# Quick Start

## Workflow

`msmu` processes LC-MS/MS search outputs and produces an analysis-ready protein matrix.
Each processing step is modular, and normalization / filtering / aggregation can be applied optionally at any level depending on your analysis design

    1. Load DB search result (read functions)
    2. (optional) PSM-level filtering
    3. Log2 Transformation
    4. (optional) PSM normalization
    5. Summarize to peptides
    6. Protein inference
    7. Summarize to protein groups
    8. Analyze
    9. Save

Functions can be called from submodules:

- `pp`: preprocessing (filter, normalization, summarization, etc,)
- `tl`: tools (pca, umap, fasta annotation, DE analysis, etc,)
- `pl`: plotting (bar plot for ID, charges, and histograms, etc,)

<br><br>

Basic usages of `msmu` can be found down below:


### 0. Import msmu


In [None]:
import msmu as mm

### 1. Load DB search result

- Ingest outputs from DB search tools in to a unified MuData object.


In [None]:
mdata = mm.read_sage("sage/output/dir/", label="tmt")

mdata

### 2. (optional) PSM-level filtering

- Remove low-confidence PSMs / precursors (q-value, etc.).


In [None]:
mdata = mm.pp.add_filter(mdata, modality="psm", column="q_value", keep="lt", value=0.01)
mdata = mm.pp.apply_filter(mdata, modality="psm")

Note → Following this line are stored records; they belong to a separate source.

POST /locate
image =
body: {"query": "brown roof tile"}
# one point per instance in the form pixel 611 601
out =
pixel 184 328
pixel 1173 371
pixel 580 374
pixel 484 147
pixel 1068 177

### 3. Log2 Transformation

- Apply log2 transformation for quantification matrix
- Further steps will be proceed with assumption of log2 transformed values.


In [None]:
mdata = mm.pp.log2_transform(mdata, modality="psm")

mdata["psm"].to_df().T

### 4. (optional) PSM normalization

- Apply observation (sample) wise normalization


In [None]:
mdata = mm.pp.normalize(mdata, modality="psm", method="median", rescale=True)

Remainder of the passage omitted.